Kritik am neuen kleinen Maßnahmen-Katalog
Nun steigen die Infektionszahlen also erneut, aber die meisten Schutzmöglichkeiten sollen zum 20. März abgeschafft werden. Nur ein kleinerer Katalog an Maßnahmen soll möglich bleiben. Das ist manchen zu wenig. Nach Ansicht von Experten und einigen Landespolitikern ist der Entwurf der Bundesregierung für die neue Corona-Rechtsgrundlage ab 20. März unzureichend.
Geregelt wird in dem Entwurf, was die Länder weiter verordnen können, wenn zum 20. März wie vereinbart alle tiefgreifenden Schutzmaßnahmen entfallen. Möglich sein sollen dann noch Maskenpflichten in Pflegeheimen, Kliniken und öffentlichem Nahverkehr sowie Testpflichten in Pflegeheimen und Schulen. Bundesweit bleiben soll außerdem die Maskenpflicht in Fernzügen und Flugzeugen. Wenn sich vor Ort die Corona-Lage zuspitzt, sollen dort einige schärfere Auflagen verhängt werden können.
Montgomery: "Sinnvolle Maßnahmen zerredet"
"Es regiert das Prinzip Hoffnung", sagte Frank Ulrich Montgomery vom Weltärztebund den Zeitungen der Funke-Mediengruppe und der "Augsburger Allgemeinen". Der vereinbarte Basisschutz sei zwar besser als nichts. Aber: "Die Politik hat weitergehende, sinnvolle Maßnahmen erfolgreich zerredet."
Die Deutsche Stiftung Patientenschutz hält die Änderung des Infektionsschutzgesetzes auch für ungenügend, um den Schutz aller vulnerablen Gruppen zu gewährleisten, etwa bei Pflegebedürftigen, die zuhause und nicht in Heimen leben. Auch mehrere Bundesländer hatten die Pläne kritisiert. Die Koalition vergesse Millionen Hilfsbedürftige und ihre Angehörigen.
"Man wirft doch den Feuerlöscher nicht weg"
Mehrere Bundesländer hatten den Koalitionskompromiss kritisiert, auch Länderchefs aus den Berliner Ampel-Parteien. Baden-Württembergs Ministerpräsident Winfried Kretschmann (Grüne) etwa hält es für "grob fahrlässig, wenn die Bundesregierung ohne Not wirksame Instrumente für den Notfall aus der Hand gibt". Sein niedersächsischer Kollege Stephan Weil (SPD) hatte gesagt: "Man wirft doch den Feuerlöscher nicht weg, wenn es noch brennt." Auch Bayerns Gesundheitsminister Klaus Holetschek (CSU) hatte sich kritisch geäußert.
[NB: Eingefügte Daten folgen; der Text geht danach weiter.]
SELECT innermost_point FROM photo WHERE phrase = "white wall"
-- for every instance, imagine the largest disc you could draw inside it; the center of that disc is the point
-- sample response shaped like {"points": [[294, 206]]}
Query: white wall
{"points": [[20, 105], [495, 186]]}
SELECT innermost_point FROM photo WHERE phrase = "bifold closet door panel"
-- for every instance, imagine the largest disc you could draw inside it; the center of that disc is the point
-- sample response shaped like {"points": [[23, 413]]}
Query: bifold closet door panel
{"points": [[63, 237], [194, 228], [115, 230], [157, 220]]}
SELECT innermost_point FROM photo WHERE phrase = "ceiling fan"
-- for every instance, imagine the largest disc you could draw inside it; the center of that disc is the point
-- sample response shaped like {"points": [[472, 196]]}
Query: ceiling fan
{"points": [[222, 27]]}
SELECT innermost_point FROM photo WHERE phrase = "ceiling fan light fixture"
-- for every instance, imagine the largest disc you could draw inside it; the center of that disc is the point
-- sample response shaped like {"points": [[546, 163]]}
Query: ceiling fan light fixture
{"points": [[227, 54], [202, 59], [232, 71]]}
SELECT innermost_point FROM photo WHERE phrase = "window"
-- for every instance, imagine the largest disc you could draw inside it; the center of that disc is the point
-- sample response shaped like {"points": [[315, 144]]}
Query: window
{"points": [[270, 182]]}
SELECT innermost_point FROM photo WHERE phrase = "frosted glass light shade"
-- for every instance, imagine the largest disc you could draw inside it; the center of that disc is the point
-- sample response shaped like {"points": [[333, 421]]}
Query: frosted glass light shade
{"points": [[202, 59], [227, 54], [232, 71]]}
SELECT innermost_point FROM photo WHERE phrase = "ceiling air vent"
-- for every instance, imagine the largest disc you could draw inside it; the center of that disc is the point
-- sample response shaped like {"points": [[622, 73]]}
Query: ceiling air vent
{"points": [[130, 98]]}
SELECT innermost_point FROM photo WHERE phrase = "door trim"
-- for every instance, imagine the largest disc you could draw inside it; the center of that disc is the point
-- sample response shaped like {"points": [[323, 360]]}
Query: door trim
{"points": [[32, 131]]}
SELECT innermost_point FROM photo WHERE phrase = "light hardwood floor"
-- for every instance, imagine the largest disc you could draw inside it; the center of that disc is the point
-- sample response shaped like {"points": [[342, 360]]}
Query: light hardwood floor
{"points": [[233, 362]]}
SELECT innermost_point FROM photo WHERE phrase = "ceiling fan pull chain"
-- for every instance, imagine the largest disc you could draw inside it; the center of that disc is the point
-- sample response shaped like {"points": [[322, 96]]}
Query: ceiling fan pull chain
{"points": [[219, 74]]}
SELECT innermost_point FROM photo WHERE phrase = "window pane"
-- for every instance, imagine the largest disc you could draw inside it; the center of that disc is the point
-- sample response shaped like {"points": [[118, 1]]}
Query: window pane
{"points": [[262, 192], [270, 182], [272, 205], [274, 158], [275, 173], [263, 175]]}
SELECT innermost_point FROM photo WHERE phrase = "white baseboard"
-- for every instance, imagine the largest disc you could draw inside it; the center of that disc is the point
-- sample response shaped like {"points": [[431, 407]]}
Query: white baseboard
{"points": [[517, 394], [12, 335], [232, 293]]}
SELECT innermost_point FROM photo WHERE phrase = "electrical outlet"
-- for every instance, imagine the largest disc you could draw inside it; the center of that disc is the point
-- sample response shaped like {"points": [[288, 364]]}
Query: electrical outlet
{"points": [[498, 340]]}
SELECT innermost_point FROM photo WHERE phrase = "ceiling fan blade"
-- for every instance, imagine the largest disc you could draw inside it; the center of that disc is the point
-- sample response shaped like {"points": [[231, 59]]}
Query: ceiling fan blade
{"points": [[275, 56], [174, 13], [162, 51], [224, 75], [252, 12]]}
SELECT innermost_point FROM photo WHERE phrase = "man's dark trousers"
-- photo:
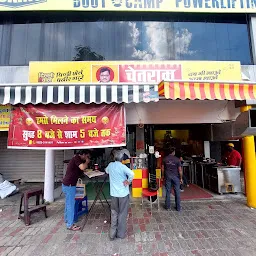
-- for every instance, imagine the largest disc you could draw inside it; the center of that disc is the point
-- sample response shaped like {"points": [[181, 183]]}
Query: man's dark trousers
{"points": [[119, 213], [169, 183]]}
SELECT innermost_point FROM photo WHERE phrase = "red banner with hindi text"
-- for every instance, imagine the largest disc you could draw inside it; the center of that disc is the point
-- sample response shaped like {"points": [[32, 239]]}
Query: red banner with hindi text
{"points": [[67, 126]]}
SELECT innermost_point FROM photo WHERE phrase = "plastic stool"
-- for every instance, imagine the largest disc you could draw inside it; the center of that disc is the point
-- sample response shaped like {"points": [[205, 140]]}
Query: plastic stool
{"points": [[80, 209], [25, 214]]}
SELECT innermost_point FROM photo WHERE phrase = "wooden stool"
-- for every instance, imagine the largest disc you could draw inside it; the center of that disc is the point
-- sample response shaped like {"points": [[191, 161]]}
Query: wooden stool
{"points": [[26, 213]]}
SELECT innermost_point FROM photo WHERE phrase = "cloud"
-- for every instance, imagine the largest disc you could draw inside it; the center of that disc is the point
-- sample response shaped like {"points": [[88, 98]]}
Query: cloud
{"points": [[120, 40], [164, 42]]}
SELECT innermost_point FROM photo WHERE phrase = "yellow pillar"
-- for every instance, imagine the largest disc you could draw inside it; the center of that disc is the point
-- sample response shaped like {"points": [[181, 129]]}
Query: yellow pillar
{"points": [[249, 166], [250, 170]]}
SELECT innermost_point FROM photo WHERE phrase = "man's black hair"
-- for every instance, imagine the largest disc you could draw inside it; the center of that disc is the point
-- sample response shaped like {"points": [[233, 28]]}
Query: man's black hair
{"points": [[104, 70]]}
Etwas positiver äußerte sich Bremens Bürgermeister Andreas Bovenschulte (SPD): "In der gegenwärtigen Lage halte ich das für eine verantwortbare Regelung", sagte er der "Welt". "Sollte sich das Pandemiegeschehen künftig allerdings grundlegend ändern und eine flächendeckende Überlastung des Gesundheitswesens drohen, müsste der Bundesgesetzgeber noch einmal nachbessern."
Biochemiker: Deutschland in neuer Welle
Der Bioinformatiker Lars Kaderali aus Greifswald sieht Deutschland in einer neuen Corona-Welle. "Das liegt vor allem daran, dass der Omikron-Subtyp BA.2 noch infektiöser ist als die ursprüngliche Variante", sagte er der Nachrichtenagentur dpa. Hinzu kämen die Lockerungen der Corona-Maßnahmen. "In Kombination führt das beides zu den steigenden Fallzahlen."
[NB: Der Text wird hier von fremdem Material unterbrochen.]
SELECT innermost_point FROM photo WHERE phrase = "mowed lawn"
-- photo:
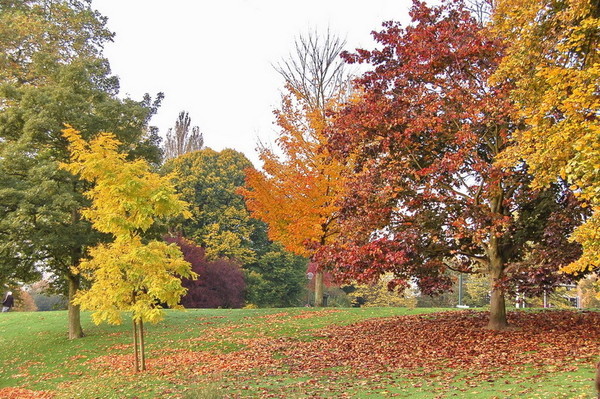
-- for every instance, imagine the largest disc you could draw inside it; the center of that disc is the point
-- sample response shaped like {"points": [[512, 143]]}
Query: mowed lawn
{"points": [[304, 352]]}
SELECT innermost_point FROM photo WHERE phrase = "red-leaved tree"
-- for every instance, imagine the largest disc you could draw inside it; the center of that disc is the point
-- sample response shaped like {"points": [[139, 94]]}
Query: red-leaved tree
{"points": [[220, 283], [425, 195]]}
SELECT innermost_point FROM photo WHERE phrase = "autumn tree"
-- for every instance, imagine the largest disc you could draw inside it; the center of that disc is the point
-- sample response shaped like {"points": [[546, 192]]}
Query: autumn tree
{"points": [[128, 274], [181, 140], [554, 62], [53, 72], [424, 195], [220, 283], [296, 193]]}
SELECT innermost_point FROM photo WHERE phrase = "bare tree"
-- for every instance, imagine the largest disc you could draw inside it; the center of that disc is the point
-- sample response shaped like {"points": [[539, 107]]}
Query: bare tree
{"points": [[181, 140], [319, 77], [316, 71]]}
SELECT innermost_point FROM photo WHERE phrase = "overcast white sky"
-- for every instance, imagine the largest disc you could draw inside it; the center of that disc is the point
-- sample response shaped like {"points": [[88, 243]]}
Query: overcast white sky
{"points": [[214, 58]]}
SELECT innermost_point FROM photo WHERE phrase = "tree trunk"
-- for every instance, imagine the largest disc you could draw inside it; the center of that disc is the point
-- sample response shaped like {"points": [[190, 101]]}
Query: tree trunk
{"points": [[74, 312], [136, 356], [498, 319], [142, 346], [319, 289]]}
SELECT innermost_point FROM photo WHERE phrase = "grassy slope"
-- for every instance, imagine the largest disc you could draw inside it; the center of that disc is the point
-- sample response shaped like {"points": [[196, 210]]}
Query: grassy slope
{"points": [[36, 355]]}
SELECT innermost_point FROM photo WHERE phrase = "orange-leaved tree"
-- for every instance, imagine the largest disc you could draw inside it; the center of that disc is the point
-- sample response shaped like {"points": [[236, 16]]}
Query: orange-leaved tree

Die von der Bundesregierung angekündigten Lockerungen hält Kaderali, Mitglied des Corona-Expertenrats der Bundesregierung, dennoch für vertretbar. "Bundesweit steigen die Corona-Zahlen zwar, die Situation in den Krankenhäusern ist aber noch undramatisch", sagte er. "Man sollte aber nur vorsichtig lockern und nur mit der Option, wieder zurückzugehen, wenn man merkt, dass das zu viel wird."
Sehr, sehr starker Anstieg kommt
In Hinblick auf das weithin erwartete Abflachen der Infektionskurve im Sommer sagte Kaderali: "Wahrscheinlich wird der saisonale Effekt nicht ausreichen, um die Inzidenz auf 0 runterzubringen." Die Annahme von Gesundheitsminister Karl Lauterbach, dass es auch in den Sommermonaten eine Corona-Welle geben könnte, halte er für plausibel. Bereits die bisherigen Öffnungen könnten dazu führen, dass "wir nochmal einen sehr, sehr starken Anstieg sehen und dann auch mit hohen Inzidenzen in den Sommer reingehen werden."